Electrocution is commonly used for killing foxes. The apparatus consists of a battery, a metal bar and a clamp. The clamp is fastened around the muzzle of the fox. The bar is inserted in the animal's anus, a switch is flicked, and the electric current electrocutes the fox, causing an intense pain of a heart attack while they are fully conscious. The animals are literally burned from the inside.
Each year in March, the Russians brutally murder, 10 day old, baby harp seals in the White Sea. The hunters are coming toward the baby seals. The naive baby, who is not familiar with the human race, is happy to see the hunter, thinking that he found a new play mate. As the hunter approaches the seal, he swings his heavy club and start beating the baby on the face, until he smashes his fragile skull. The hunter tries to hit the baby’s face as near as possible to the nose, in order not to damage the “prestige” white fur.
The older seals are being shot or clubbed to death.
Many do not die right away, and are skinned alive!
Many are shot while they are in the water, and may escape to die later.
Over the 3 years of 2003 – 2005 about a million seals were slaughtered in Canada with the support of the Canadian government. In 2006 325,000 harp seals, 10,000 hooded seals and 10,400 grey seals were brutally murdered, confirming its reputation as the largest commercial slaughter of marine mammals on the planet. Thousands more were murdered on the beaches of Newfoundland. 

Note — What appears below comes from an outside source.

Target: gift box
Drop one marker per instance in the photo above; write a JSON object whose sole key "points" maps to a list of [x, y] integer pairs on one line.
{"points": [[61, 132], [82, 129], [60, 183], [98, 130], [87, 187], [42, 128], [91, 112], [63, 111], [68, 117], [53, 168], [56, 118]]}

A well-organized fur trade spends millions of dollars every year to glamorize fur coats and to mask their real price – pain.
The campaign against fur was once considered to be the most successful campaign ever by the animal rights movement.
After almost a decade of being branded politically incorrect, fur is back in fashion.
The fur industry comeback in the last 5 years is an irrefutable evidence of the sole significance of trends in human behavior and public political views.
It is not empathy, rationality, concern and compassion that dictate humans’ behavior.
It is trends. Let the only one solution be the last trend... Literally.